FOCUS TURNS TO DELETED FILES,
‘I ... feel he’s still alive,’ father says; probe to look at pilot’s files
KELLER, TEXAS Aubrey Wood hasn’t given up hope that his eldest son, Philip Wood, is still alive, along with the other 238 people on board missing Malaysia Airlines Flight 370.
“We’re putting it in God’s hands,” Wood, 76, said in an interview with USA TODAY. “I personally feel he’s still alive. … We believe they’re somewhere on land. And we’re going to find him.”
The disappearance of Flight 370 has ignited a raft of conspiracy theories, baffled investigators and thrust families and friends of Philip Wood, an IBM employee from Texas on that flight, onto a roller coaster ride of emotions — from initially believing the plane had crashed to kindling hope it had been hijacked and the 239 people aboard are still alive.

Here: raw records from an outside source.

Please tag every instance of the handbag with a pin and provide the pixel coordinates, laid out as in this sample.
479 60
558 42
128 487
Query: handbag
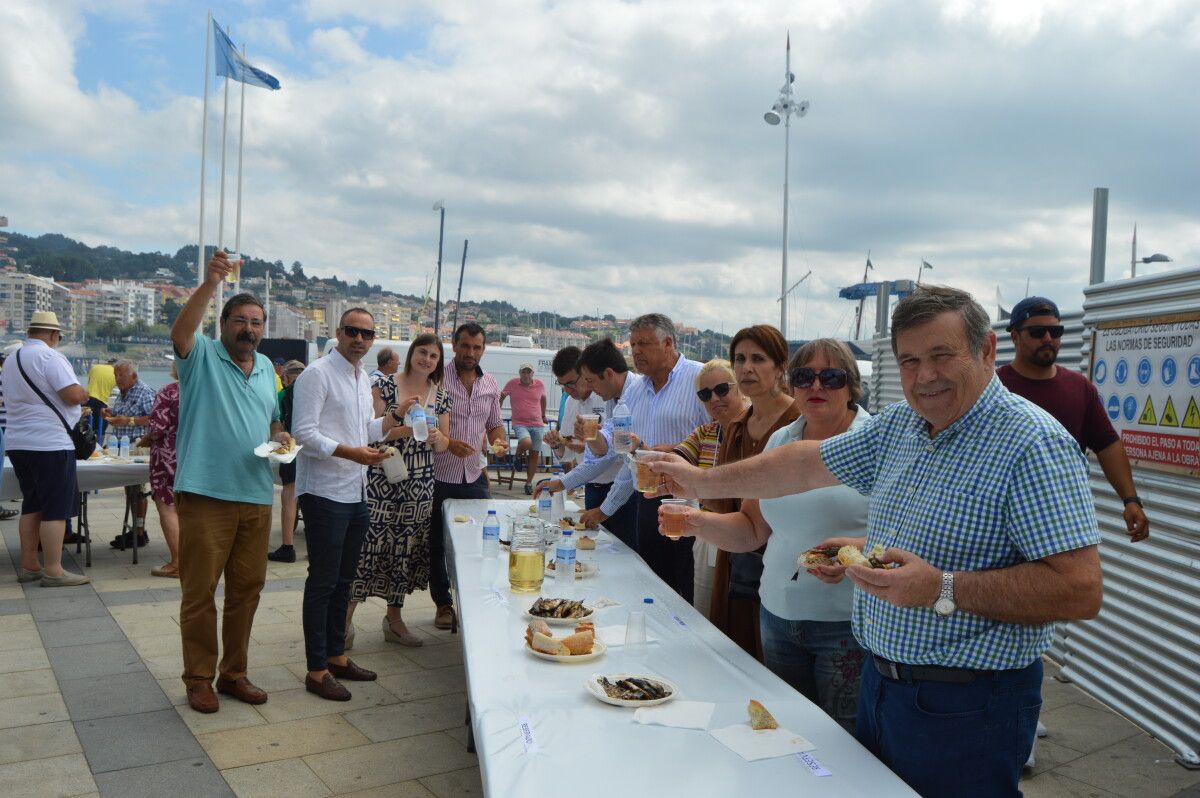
83 437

Less than an hour into its fivehour flight from Kuala Lumpur to Beijing, the Boeing 777’s transponder stopped signaling its location to air-traffic controllers, sparking speculation that the plane was overtaken by hijackers. In the final radio contact from the plane, the co-pilot, Fariq Abdul Hamid, said, “All right, good night.” Later, Malaysian military radar tracked the plane banking a steep left turn and heading hun- dreds of miles off course.
In Malaysia, investigators said Wednesday that they are trying to restore files deleted last month from the home flight simulator of the pilot of the missing plane, but the wait for answers was too much for some relatives who disrupted a news conference.
Malaysia’s Defense Minister and Acting Transport Minister Hishammuddin Hussein cautioned that the deletion of the files of the pilot, Zaharie Ahmad Shah, may have nothing to do with the circumstances of the jet’s disappearance 12 days ago.
Files containing records of simulations carried out on the program were deleted Feb. 3, Malaysian Police Chief Khalid Abu said. He said the files may have been deleted merely to free up memory space.
Investigators wanted to check the files for signs of unusual flight paths of Flight 370, which appears to have veered hundreds of miles from its intended flight path after vanishing from civilian radar.
At least two relatives of passengers aboard the flight were forcibly removed Wednesday from the news conference, at a hotel near Kuala Lumpur. Footage broadcast by the BBC showed a woman thought to be a Chinese relative of a missing passenger being knocked to the ground and then dragged away from journalists ahead of the daily news briefing by Malaysian officials.